Seeing opportunity through change in the outdoor industry

Wes Stewart, Managing Director and Founding Partner of Sunset West, wrote and editorial for Casual Living Magazine which was featured on December 12, 2018.

New channels of distribution and new competitors force existing business models to change. Why else would someone choose to disrupt a perfectly good and profitable model?

Change is a frightening word for most of us, myself included. Changing routines, changing jobs or changing business practices can all induce anxiety. It disrupts the comfort of our daily routines and forces us to reconsider what we do on a regular basis; however, with change comes opportunity.

Increasingly, traditional furniture manufacturers, online stores and catalog companies are all showing interest in casual furniture. Why does there seem to be more competition? The simple answer is because there is a tremendous amount of business to be had for both retailers and manufacturers.

OUTDOOR IN DEMAND

Today, the architecture of new homes almost always includes an outdoor living area, whether that’s a covered back patio, a front porch or a beautifully integrated indoor/ outdoor entertaining space with disappearing doors.
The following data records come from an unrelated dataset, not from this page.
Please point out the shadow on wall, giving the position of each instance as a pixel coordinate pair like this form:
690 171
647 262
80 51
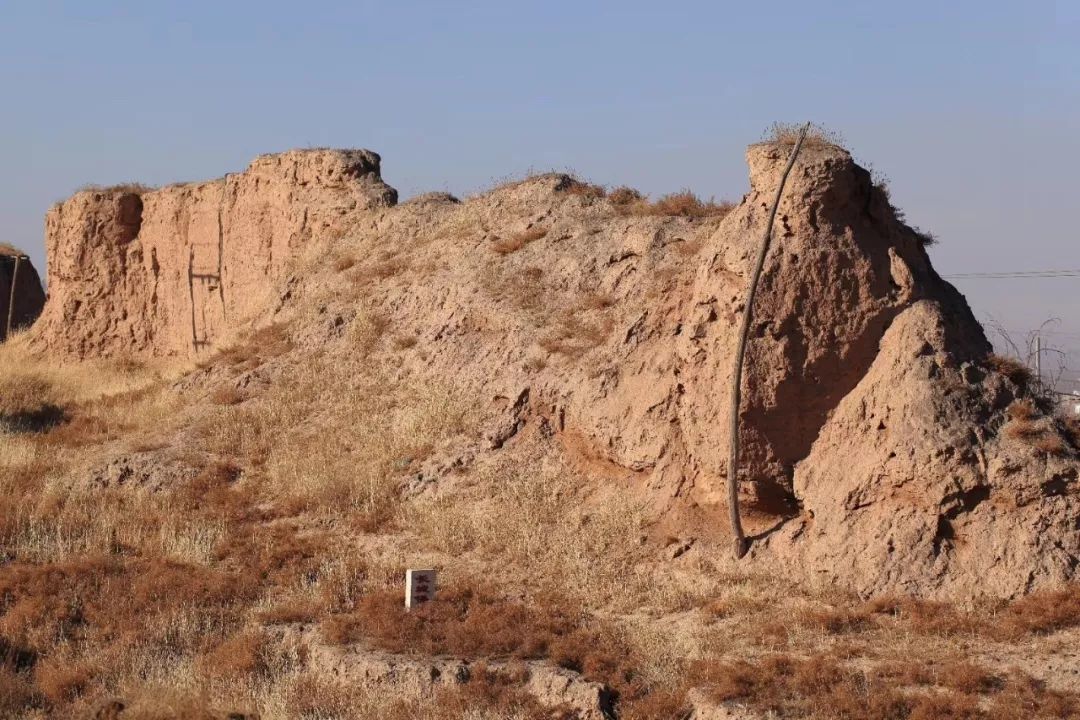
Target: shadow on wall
22 295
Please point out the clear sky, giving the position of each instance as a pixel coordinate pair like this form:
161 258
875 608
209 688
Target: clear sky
972 109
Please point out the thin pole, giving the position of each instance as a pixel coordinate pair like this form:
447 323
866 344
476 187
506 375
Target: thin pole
742 545
11 299
1038 361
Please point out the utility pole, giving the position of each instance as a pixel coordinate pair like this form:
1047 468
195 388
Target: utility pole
11 299
741 543
1038 361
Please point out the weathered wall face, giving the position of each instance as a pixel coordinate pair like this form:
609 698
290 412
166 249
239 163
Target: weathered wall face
28 296
169 272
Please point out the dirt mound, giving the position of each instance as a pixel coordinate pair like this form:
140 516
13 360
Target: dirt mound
172 271
28 295
876 438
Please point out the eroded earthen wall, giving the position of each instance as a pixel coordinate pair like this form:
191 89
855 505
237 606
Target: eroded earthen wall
169 272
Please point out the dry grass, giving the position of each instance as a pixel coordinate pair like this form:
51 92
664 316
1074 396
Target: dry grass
1028 424
788 134
628 201
575 331
136 188
1010 367
516 242
582 189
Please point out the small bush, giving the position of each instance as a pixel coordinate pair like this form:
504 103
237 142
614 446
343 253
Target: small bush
623 197
582 189
28 403
1051 444
782 133
628 201
508 245
1010 367
120 188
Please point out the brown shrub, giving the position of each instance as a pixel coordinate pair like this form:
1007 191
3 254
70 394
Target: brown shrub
28 403
1051 444
505 246
235 656
624 197
687 204
1011 368
1024 430
969 678
817 135
836 621
1070 428
228 395
405 341
597 301
1040 613
120 188
388 266
266 342
684 203
1023 409
588 190
574 335
17 693
342 262
61 679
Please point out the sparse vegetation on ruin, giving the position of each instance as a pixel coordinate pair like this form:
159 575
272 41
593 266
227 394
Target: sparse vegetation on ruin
197 538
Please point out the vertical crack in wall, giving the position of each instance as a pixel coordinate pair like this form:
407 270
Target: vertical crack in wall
191 294
220 247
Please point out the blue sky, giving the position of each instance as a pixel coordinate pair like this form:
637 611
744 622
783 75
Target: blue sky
972 109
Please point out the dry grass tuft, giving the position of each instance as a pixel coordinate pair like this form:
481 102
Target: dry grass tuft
818 136
514 243
628 201
28 402
1023 409
120 188
582 189
1010 367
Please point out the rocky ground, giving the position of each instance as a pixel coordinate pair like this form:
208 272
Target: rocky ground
527 391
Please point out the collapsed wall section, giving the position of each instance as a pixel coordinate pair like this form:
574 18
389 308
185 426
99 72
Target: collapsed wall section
170 271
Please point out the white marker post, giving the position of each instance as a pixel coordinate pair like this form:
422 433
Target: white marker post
419 587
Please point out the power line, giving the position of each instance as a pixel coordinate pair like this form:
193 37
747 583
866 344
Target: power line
1025 273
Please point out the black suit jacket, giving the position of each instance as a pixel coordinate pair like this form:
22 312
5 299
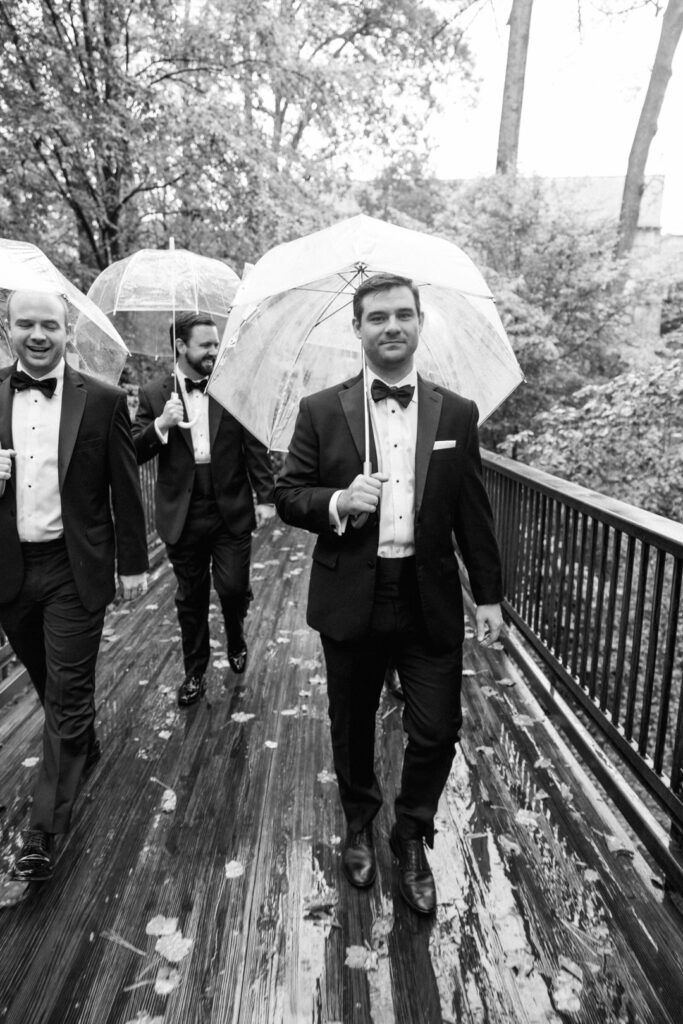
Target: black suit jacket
326 455
238 463
97 476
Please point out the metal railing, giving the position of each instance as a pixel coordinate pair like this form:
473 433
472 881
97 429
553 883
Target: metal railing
594 586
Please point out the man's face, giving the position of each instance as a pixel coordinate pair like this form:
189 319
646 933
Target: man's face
198 354
38 330
389 330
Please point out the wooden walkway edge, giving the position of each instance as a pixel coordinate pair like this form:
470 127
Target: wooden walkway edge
548 911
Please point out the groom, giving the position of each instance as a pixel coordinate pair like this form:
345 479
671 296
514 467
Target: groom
384 583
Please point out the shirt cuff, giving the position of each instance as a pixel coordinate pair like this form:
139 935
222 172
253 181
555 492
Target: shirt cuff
161 434
337 523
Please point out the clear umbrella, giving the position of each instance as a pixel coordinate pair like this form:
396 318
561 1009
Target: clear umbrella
96 346
153 282
290 332
134 291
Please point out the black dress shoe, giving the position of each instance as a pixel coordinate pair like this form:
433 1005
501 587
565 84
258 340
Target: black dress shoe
358 857
190 690
238 659
416 882
35 862
93 755
392 683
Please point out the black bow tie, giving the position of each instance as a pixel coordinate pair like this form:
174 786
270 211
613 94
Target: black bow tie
196 385
403 395
22 382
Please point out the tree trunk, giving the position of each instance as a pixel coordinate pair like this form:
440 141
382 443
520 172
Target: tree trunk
672 26
513 90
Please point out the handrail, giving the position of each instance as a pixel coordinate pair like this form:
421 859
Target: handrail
594 586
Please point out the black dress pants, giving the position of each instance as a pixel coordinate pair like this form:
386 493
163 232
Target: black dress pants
206 545
432 716
57 640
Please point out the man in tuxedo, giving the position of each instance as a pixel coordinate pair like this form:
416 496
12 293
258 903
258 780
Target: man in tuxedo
384 584
70 511
208 465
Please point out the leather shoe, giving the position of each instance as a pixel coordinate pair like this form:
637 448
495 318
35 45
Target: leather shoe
416 882
392 683
238 659
35 862
190 690
358 861
93 755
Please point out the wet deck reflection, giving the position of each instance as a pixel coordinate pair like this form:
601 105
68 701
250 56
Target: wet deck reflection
547 910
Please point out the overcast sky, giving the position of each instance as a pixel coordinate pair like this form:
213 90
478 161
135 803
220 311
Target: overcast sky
582 100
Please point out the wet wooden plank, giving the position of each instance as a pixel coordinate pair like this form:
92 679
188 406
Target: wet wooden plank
547 909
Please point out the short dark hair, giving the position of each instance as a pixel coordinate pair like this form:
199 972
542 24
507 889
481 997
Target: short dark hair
184 322
57 295
382 283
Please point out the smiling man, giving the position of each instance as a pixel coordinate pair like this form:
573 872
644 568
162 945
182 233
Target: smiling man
204 498
384 584
70 511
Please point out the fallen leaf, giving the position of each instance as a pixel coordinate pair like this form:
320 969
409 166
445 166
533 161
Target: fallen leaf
162 926
11 891
233 868
173 947
168 978
168 801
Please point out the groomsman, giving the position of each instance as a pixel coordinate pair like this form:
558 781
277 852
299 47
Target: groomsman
209 469
70 512
384 585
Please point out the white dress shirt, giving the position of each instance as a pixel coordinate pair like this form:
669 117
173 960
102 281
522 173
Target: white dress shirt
36 439
197 404
395 431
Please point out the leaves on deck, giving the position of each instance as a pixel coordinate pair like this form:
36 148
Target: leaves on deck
233 869
162 926
168 978
173 947
12 891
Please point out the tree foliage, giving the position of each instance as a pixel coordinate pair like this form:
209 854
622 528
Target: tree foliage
624 437
125 121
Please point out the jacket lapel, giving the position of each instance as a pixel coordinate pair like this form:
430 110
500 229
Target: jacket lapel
352 401
215 414
6 413
429 412
74 397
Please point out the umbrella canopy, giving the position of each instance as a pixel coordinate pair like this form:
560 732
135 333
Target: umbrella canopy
96 346
134 291
290 331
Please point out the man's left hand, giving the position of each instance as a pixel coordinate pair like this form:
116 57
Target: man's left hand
489 624
132 587
263 513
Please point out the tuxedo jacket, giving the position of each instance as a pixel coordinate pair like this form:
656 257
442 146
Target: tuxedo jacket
326 455
99 489
239 462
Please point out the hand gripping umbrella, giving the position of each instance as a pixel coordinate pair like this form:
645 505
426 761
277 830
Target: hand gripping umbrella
135 290
290 331
95 346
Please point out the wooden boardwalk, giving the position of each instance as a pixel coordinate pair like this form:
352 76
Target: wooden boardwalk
547 910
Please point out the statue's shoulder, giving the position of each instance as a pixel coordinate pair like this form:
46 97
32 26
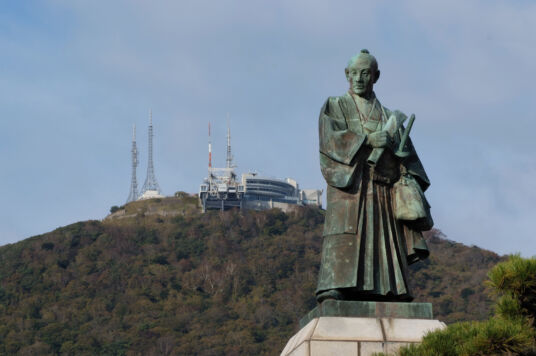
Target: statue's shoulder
341 101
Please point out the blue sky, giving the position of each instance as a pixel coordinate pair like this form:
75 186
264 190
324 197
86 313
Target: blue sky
75 76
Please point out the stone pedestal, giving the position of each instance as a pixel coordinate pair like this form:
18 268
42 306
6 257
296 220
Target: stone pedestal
361 328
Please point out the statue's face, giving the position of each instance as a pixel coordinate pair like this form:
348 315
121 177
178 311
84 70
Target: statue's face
361 76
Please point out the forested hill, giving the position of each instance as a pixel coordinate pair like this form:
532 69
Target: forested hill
160 278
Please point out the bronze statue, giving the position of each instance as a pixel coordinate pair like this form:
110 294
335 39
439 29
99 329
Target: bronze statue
376 210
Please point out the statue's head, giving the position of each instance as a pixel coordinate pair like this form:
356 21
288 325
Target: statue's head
362 72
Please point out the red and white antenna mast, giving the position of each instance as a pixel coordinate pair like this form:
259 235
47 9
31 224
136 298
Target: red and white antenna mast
209 148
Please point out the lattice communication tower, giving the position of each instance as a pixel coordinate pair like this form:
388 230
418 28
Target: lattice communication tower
150 181
133 195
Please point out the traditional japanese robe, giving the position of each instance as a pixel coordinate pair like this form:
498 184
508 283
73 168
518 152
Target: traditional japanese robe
366 250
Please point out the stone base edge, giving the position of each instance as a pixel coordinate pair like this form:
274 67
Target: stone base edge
346 336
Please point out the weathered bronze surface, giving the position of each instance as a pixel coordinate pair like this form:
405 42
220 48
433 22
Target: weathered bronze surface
366 249
369 310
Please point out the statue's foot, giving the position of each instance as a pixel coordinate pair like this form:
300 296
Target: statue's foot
329 294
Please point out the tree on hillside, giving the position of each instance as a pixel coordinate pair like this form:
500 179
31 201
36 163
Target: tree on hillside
509 332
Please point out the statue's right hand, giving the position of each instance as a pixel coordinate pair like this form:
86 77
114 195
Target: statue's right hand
378 139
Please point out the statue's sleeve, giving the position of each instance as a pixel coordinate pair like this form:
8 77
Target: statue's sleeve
415 168
338 145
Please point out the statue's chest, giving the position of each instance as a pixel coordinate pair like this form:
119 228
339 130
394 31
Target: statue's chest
366 123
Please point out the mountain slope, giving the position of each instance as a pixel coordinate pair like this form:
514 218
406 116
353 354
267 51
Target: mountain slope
160 278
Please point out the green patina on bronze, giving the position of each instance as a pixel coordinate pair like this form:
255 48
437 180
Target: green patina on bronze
366 249
359 309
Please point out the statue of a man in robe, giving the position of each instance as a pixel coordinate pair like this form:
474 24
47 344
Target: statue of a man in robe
366 249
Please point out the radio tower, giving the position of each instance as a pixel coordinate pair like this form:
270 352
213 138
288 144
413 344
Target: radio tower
229 159
150 182
133 195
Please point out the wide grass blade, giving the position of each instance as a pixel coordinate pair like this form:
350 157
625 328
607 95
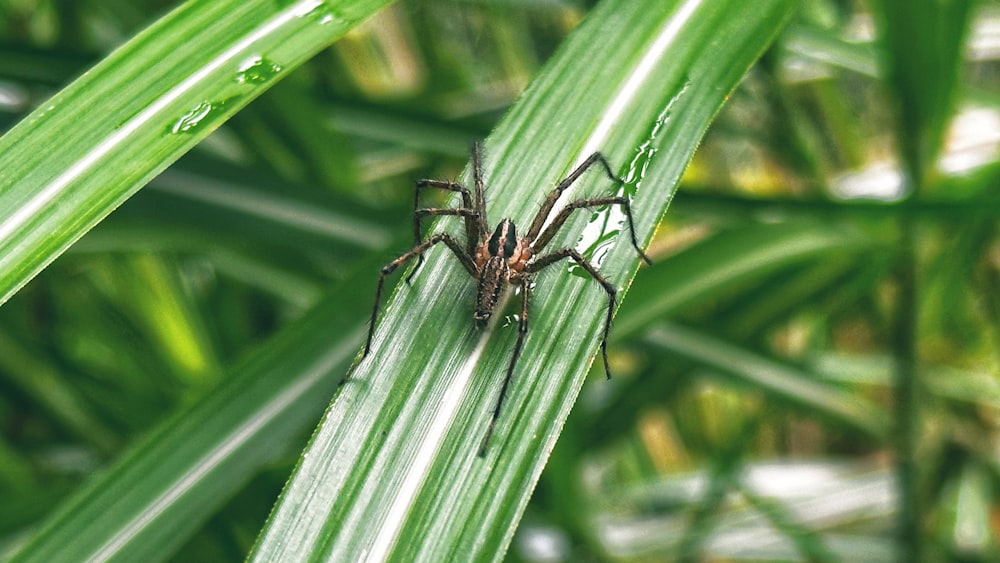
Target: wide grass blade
392 472
92 145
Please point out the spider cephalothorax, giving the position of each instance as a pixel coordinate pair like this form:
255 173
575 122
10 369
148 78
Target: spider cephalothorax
502 258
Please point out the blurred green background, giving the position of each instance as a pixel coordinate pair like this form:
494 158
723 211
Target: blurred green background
812 372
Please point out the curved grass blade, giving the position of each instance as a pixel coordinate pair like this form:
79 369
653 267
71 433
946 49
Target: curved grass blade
92 145
392 471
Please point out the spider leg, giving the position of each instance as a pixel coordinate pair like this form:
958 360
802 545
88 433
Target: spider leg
480 201
471 228
456 248
522 330
425 211
555 256
546 236
550 201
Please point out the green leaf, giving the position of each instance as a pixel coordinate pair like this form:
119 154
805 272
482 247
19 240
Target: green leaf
923 49
392 471
92 145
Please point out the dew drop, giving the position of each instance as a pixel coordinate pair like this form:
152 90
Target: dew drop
257 69
192 119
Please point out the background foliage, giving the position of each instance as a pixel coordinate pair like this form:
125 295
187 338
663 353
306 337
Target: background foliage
810 372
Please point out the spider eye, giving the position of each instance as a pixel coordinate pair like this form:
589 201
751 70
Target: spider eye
505 232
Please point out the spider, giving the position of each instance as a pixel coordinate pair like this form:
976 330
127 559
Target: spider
503 258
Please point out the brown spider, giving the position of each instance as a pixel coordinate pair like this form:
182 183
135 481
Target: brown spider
504 258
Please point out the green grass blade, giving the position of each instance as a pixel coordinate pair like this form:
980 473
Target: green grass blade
776 378
86 150
392 471
150 501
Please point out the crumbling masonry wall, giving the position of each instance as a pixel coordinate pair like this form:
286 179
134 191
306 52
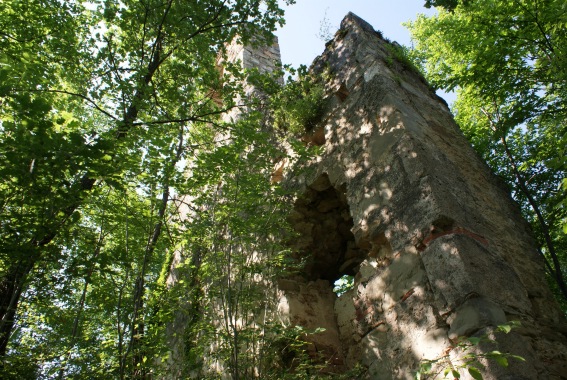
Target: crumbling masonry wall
399 199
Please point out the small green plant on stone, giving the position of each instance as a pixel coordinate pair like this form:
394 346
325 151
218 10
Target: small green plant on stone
298 105
447 368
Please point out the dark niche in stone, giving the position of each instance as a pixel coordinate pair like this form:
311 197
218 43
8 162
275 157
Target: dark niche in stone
322 219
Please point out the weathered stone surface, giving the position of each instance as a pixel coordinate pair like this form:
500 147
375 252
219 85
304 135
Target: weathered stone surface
400 201
437 248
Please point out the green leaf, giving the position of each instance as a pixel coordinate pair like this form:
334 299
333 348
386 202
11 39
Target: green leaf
501 360
475 373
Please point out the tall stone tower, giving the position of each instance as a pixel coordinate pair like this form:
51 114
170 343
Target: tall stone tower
399 200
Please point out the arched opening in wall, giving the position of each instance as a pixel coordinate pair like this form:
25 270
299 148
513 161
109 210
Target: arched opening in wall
325 244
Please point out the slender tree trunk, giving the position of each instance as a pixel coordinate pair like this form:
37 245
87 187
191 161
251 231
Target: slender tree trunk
12 284
11 288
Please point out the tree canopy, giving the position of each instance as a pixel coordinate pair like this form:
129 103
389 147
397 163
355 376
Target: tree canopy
103 106
507 62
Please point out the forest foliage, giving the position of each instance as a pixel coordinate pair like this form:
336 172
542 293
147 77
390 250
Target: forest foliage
118 167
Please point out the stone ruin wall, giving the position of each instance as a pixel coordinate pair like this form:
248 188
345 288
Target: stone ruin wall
400 200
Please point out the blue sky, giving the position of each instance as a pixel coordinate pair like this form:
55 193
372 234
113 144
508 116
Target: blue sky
298 38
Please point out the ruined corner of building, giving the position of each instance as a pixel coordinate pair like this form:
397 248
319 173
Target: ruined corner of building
400 208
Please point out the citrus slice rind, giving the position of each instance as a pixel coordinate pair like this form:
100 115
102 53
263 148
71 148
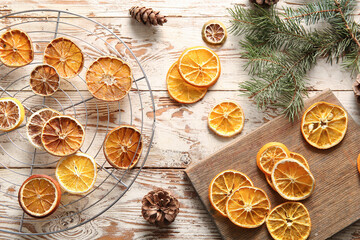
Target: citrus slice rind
36 123
180 90
248 207
12 114
226 119
199 66
109 78
62 136
269 154
76 173
39 196
290 220
292 180
223 185
16 49
214 32
44 80
123 146
65 56
324 125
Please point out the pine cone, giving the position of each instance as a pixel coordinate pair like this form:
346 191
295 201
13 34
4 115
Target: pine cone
264 2
147 16
356 88
159 207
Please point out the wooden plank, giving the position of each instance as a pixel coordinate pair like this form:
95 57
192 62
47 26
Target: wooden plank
328 213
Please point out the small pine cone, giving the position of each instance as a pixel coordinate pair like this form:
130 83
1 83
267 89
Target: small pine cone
147 16
356 88
264 2
159 207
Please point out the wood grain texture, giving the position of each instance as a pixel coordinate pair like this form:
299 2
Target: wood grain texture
334 203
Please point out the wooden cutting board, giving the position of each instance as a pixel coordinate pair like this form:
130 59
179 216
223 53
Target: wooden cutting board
335 202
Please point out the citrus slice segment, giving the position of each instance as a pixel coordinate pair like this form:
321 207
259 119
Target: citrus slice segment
36 123
44 80
62 135
199 66
290 220
180 90
76 173
300 158
223 185
248 207
12 113
39 196
16 49
324 125
109 78
214 32
226 119
123 146
65 56
292 180
270 154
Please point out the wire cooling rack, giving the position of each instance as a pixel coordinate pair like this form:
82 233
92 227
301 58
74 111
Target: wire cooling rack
19 160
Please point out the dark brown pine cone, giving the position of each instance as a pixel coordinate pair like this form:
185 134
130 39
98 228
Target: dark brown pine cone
264 2
159 207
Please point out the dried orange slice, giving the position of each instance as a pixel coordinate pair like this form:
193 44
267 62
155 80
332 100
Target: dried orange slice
223 185
123 146
300 158
292 180
12 113
290 220
36 123
324 125
44 80
62 135
65 56
214 32
180 90
226 119
109 78
39 196
248 207
199 66
269 154
16 49
76 173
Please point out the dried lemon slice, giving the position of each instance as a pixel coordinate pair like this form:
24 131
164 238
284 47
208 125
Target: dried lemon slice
16 49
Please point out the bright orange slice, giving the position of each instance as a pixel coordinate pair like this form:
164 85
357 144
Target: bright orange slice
223 185
180 90
199 66
269 154
248 207
289 221
65 56
226 119
300 158
123 146
109 78
324 125
62 136
36 123
12 114
44 80
76 173
16 49
292 180
39 196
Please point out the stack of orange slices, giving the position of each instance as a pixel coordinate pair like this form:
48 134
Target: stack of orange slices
192 74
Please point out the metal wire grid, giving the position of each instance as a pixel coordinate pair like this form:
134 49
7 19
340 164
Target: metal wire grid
111 173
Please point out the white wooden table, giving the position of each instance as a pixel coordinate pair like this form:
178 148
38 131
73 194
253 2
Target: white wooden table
182 136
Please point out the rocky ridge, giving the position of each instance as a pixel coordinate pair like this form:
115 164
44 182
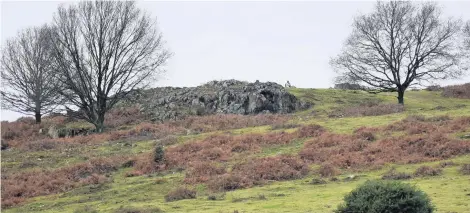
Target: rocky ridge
225 97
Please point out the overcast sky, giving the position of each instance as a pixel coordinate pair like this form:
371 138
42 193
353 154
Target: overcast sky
267 41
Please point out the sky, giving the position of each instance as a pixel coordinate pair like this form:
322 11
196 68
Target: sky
274 41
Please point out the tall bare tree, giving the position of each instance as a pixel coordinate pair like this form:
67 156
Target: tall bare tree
103 50
28 81
401 44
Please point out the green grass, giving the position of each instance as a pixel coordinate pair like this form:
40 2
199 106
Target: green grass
450 192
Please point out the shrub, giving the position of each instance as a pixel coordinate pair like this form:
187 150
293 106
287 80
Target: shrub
180 193
138 210
446 164
368 110
465 169
317 181
200 172
228 182
433 88
258 171
380 196
457 91
427 171
327 170
34 183
85 209
392 174
284 126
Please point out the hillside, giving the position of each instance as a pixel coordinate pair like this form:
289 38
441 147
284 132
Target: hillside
301 162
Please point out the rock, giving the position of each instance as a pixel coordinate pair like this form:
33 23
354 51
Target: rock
224 97
349 86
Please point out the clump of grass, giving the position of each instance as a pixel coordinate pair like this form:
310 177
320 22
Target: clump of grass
446 164
18 186
258 171
180 193
373 109
465 169
327 170
284 126
138 210
317 181
457 91
352 152
392 174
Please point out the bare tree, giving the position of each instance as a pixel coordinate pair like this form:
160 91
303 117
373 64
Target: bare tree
466 32
104 50
401 44
28 81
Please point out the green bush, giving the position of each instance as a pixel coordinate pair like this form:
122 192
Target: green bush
386 196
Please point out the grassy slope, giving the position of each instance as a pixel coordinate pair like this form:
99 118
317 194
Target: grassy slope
449 192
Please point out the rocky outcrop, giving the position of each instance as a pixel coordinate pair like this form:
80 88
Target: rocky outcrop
230 97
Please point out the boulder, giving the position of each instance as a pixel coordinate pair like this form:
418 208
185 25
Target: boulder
224 97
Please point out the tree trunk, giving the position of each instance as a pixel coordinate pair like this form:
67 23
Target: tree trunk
401 97
99 125
38 117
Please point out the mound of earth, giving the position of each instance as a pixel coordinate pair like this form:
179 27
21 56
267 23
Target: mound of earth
228 97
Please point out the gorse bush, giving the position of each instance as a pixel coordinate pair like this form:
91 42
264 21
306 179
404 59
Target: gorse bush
385 196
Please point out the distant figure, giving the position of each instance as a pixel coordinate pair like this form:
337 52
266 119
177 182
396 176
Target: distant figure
287 84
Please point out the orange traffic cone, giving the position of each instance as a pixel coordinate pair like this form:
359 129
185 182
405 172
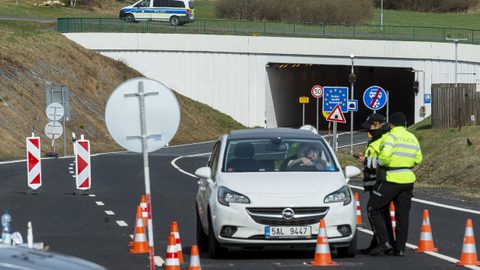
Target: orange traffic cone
172 262
469 252
392 217
143 204
359 213
322 251
194 259
140 244
175 233
426 239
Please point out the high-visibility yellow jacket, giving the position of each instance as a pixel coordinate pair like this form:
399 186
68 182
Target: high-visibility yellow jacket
400 151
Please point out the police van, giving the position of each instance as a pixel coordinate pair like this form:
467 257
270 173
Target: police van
177 12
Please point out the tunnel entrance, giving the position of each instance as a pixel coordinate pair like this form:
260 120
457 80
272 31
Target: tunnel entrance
289 82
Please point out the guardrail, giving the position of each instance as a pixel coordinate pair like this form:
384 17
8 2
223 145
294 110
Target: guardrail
277 29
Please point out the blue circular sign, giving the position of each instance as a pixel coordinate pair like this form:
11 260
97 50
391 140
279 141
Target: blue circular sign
375 98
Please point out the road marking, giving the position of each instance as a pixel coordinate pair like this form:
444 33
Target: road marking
434 254
122 223
435 204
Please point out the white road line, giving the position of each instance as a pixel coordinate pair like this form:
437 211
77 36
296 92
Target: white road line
436 204
434 254
182 171
122 223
Sometimes, homes have all three spaces, and as research points out, home buyers and those remodeling existing homes are demanding these outdoor spaces.

The best news about these relatively new entertaining hot spots is that they happen to be focal points of the home. And homeowners tend to spend more money while furnishing these focal points.

Now that we’ve established there is opportunity to furnish these new spaces, how do we continue our dominance in the channel?

As a manufacturer, we continue to look for ways to differentiate ourselves from the masses and overly available product, not just in comfort, quality, design and value, but also in how we present and support our offerings— hence our Color Stories at Sunset West were born.

SOMETHING SPECIAL

This is not just a collection, but a compilation of several collections in different materials and textures that all work together to form different color palettes. I believe the color-palette approach allows our retail partners to offer something special and different vs. the standard matched set that is available through too many other channels.

No longer will our partners ask: “What material are you looking for? Aluminum, resin wicker, wrought iron, wood, poly-wood?” The idea of color stories allows the questions to evolve into: “What is the style of your house? What style do you prefer?” The customer may not be able to answer the first question, but they will certainly be able to answer the second one.

The color-palette approach can challenge the norm in the retail store, but when executed correctly, the ticket averages increase, and the customer is more satisfied with a “stylized” solution for their home. Our retail partners can offer something that big box stores and the Internet cannot—a bespoke service/solution for the discerning client.

Through spending time on the road, talking with customers at trade shows and sharing ideas at industry-sponsored roundtables, I have had the opportunity to meet creative thinkers who continue to modify their traditional retail model to succeed in ways that big box stores and the Internet simply cannot.

IDEAS FOR SUCCESS

  • Store gatherings centered on education or televised sporting events, not just discounted sales.
  • Constant contact with customers via email to share new installations, local news or even holiday recipes.
  • Offering in-home consultations with a lead designer/salesperson.
  • Providing furniture on loan so the customer can have something for their party, but still order exactly what they really want.
  • Barbecuing lunch for shoppers at weekend events.
  • Sending “thank you” cards after a purchase, sometimes with a gift card to come back to the store.
  • Donating a product or a gift card to a local school auction (ask us; we’ll participate).
  • Any activity or contact that can create a personal connection between the community and the company.

NO ONE IS IMMUNE

By listing suggestions on how to successfully retail outdoor furniture, I know I just opened myself up to a list of suggestions about what I can do as a manufacturer to succeed in the industry, as well. I welcome those emails and look forward to the conversations.

The casual industry is not insulated from the requirement to change. Industries all around us are being forced to change. Grocery stores have enticed customers with Starbucks coffee shops. Now many are adding bars that serve wine and craft beers. Best Buy just announced in-home consultations.

Challenges and competitive forces require us to change, but there also exists fantastic opportunities with change when it is embraced and then executed.

Thank you all for a fantastic 2018, and as we all prepare for the changes ahead of us in 2019, I wish you a happy and a very prosperous New Year.